Попытка подняться со скамьи не увенчалась успехом. Красный профессор повалился на пол. Тяжёлая и устойчивая на вид скамья с грохотом обрушилась на него.
– Глянь, ваше благородие! Что это с ним?
Белобородый поднялся с места и приблизился к пленнику. Дани последовал за ним. Пленник заходился кашлем. Бум! Бум! Бум! На его губах выступила розоватая пена. Он лежал на спине, харкая и давясь. Глаза его подёрнулись мутной пеленой.
– Ну-ка, наложи на него руки. Проверим твоё искусство. Рассказ о цирковом действе меня впечатлил. А что если нам повторить его? Пожалуй, этот коммунист может иметь успех в офицерском кабаре. Я непременно хочу показать его полковнику. Ну же! Покажи своё искусство!
– Не-е-е!
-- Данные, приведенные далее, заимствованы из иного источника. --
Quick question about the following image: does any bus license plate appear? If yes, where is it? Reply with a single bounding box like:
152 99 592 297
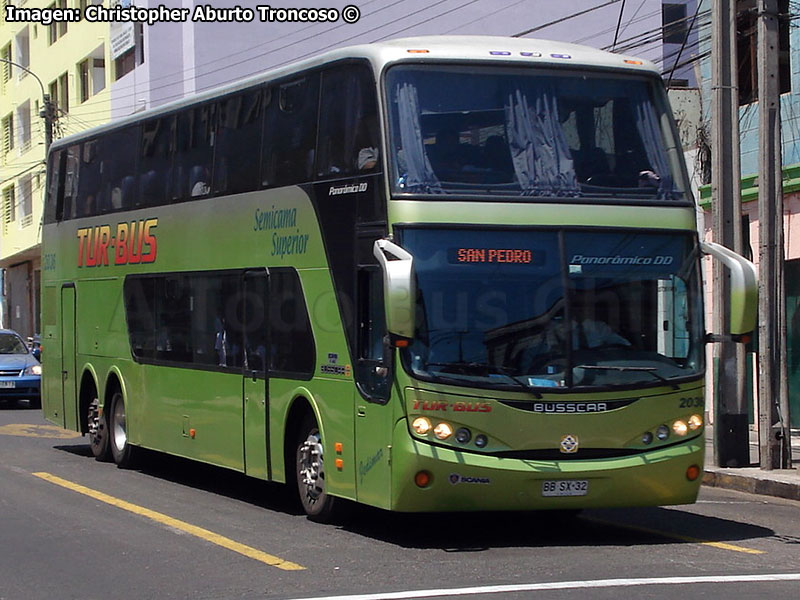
542 479 589 496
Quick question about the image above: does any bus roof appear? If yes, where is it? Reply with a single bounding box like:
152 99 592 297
51 35 661 149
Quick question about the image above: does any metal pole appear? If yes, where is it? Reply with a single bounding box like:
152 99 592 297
711 0 750 467
757 0 792 470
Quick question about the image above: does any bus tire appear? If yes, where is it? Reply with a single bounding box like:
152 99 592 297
107 391 135 469
295 414 338 523
86 394 111 462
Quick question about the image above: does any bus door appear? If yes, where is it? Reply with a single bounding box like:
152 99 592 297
240 270 272 479
355 265 393 508
59 283 80 431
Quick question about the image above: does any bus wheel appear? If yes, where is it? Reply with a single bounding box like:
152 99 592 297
86 398 111 462
295 416 336 523
108 392 134 469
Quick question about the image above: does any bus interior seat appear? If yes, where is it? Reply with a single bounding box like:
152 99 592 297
139 169 164 206
111 175 135 210
572 147 611 182
189 165 211 196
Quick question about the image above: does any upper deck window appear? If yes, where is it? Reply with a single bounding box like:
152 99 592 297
386 65 686 202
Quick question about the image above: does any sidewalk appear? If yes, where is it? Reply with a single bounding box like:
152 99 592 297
703 427 800 500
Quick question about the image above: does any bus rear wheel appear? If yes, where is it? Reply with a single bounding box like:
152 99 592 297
295 415 337 523
86 398 111 462
108 392 135 469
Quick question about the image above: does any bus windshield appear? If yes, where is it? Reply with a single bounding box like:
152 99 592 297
401 227 703 391
386 65 686 202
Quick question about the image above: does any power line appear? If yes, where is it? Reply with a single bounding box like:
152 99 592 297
611 0 625 50
511 0 622 37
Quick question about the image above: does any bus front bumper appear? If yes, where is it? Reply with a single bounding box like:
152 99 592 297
391 420 705 512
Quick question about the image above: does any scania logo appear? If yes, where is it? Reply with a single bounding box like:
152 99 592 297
561 434 580 454
450 473 492 485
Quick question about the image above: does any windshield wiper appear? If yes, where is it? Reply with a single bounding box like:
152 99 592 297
427 362 542 400
573 365 680 390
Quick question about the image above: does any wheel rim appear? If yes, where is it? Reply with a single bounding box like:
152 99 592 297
111 397 128 451
297 430 325 509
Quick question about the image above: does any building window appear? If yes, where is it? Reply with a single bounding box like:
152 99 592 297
661 4 688 44
78 58 92 102
3 185 16 235
736 0 792 106
48 0 67 45
16 100 31 154
92 56 106 94
3 114 14 154
77 46 106 102
14 27 31 79
114 23 144 81
0 44 11 88
48 73 69 113
19 175 33 229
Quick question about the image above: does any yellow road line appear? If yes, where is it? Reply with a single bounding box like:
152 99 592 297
33 473 305 571
584 517 765 554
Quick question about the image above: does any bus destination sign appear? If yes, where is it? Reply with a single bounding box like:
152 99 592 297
447 248 544 265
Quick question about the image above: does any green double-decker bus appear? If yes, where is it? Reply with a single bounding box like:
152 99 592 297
42 37 755 520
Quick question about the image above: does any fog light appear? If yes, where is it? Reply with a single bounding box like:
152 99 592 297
411 417 431 435
433 423 453 440
414 471 431 487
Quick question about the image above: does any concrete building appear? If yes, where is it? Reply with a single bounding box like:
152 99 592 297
699 0 800 427
0 0 109 336
0 0 698 335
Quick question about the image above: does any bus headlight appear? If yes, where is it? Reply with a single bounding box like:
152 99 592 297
25 365 42 375
689 415 703 431
433 423 453 440
672 421 689 435
411 417 431 435
456 427 472 444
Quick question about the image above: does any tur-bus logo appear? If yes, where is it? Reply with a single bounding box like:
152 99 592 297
78 219 158 267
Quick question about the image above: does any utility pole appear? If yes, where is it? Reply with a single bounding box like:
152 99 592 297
39 94 56 158
711 0 750 467
757 0 792 470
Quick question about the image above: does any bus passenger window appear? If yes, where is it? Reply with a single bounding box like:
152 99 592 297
44 150 66 224
103 127 139 213
261 73 319 187
213 90 264 194
63 144 81 219
75 140 103 217
136 115 175 206
123 277 156 359
174 104 216 200
317 65 379 177
269 268 315 378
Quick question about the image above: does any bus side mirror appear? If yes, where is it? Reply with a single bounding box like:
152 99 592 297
373 240 417 339
700 242 758 336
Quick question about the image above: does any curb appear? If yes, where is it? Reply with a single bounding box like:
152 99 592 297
703 471 800 500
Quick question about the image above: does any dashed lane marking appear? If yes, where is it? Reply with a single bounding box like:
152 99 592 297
286 573 800 600
33 473 305 571
0 423 81 440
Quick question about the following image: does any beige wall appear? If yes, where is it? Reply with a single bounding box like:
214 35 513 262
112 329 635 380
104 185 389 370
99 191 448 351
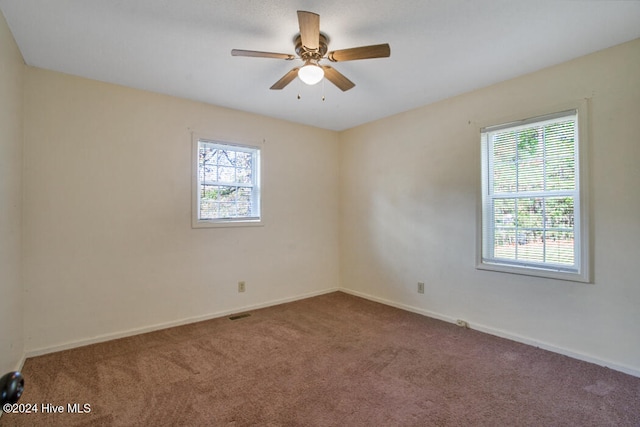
0 13 24 376
24 68 339 354
340 40 640 375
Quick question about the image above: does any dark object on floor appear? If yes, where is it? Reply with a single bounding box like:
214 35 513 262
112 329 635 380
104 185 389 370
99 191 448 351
0 371 24 406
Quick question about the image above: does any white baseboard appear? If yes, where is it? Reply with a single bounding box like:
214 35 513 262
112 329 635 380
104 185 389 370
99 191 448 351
25 288 340 367
340 288 640 378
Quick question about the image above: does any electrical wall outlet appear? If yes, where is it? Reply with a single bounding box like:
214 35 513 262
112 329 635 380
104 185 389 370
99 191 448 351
456 319 469 329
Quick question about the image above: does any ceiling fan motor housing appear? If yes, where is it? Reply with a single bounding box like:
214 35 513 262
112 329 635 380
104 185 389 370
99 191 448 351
293 33 329 62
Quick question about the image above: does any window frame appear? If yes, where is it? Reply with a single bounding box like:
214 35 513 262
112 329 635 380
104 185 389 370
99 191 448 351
191 133 264 228
476 99 592 283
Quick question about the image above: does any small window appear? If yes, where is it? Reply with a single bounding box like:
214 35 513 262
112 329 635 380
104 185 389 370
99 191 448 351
192 137 261 227
478 105 589 281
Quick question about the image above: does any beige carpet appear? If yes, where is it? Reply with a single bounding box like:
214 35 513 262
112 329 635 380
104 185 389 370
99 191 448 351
0 292 640 426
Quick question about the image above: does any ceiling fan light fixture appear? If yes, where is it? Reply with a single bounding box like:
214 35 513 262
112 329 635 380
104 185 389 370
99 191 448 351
298 60 324 85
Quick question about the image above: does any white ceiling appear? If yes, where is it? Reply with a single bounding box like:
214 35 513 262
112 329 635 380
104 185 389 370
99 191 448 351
0 0 640 130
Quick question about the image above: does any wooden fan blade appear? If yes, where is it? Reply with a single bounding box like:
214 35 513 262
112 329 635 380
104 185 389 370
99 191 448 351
298 10 320 50
231 49 296 60
327 43 391 62
269 67 300 90
322 65 356 92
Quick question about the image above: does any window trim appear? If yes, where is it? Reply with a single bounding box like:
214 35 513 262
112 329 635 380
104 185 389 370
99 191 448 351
191 132 264 228
476 99 593 283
Не стану прикасаться. Тьфу, тварь! Мой Мытарь был во сто крат добрее его, но всё равно стал пищей для волков.
– Когда кончится эта война, пролетарская власть установится на всех землях, от пролива Лаперуза до Гибралтара и Ла-Манша, – прохрипел Красный профессор.
– Гы-ы-ы! – взревел дед Матюха. – Сам-то ты пролетарием никогда не был. Ты прислуживал князю и сочувствовал эсерам.
Бам! Откуда-то сверху сорвался лист жести. Со ската крыши шелестя сорвался пласт снега. Он действительно слышал выстрел или это отголосок давнего кошмара? Бам! Бам! Дани неотрывно смотрел на пленника, но тот лежал тихо, не кашлял, не выказывал никаких признаков беспокойства.
– Я слышал выстрелы! – проговорил Дани.
Перебравшись через скамью, на которой лежал Красный профессор, Дани прильнул к окошку. Он несколько раз провёл культёй по узорчатой наледи, отчего боль в отсутствующей ладони возобновилась с новой силой.
– Что за страна? – прорычал Дани.
– Гы-ы-ы!!! Зима! – отозвался дед Матюха.
Белобородый стоял рядом с Дани. Его длинные и слишком нежные для крестьянского сына пальцы снова сомкнулись на саднящем запястье.
– Не-е-е, ничего не болит, – тихо сказал он. – Гы-ы-ы! Кабаре! Видывал такие заведения, но мельком. Юбочки-чулочки, туфельки-носочки, этот – как его мать? – асбент? Не-е-е, абсент. Танцы до утра, общая доступность женщин и Ярый Мадьяр на сцене в хорошем платье за роялем поёт о несчастливой любви к капризной потаскухе. А теперь контузия – половины нот ухо не слышит. Руки нет. Беда! Слух может и восстановиться, но не сразу. Тут требуется работа. Но рука… Я не господь бог.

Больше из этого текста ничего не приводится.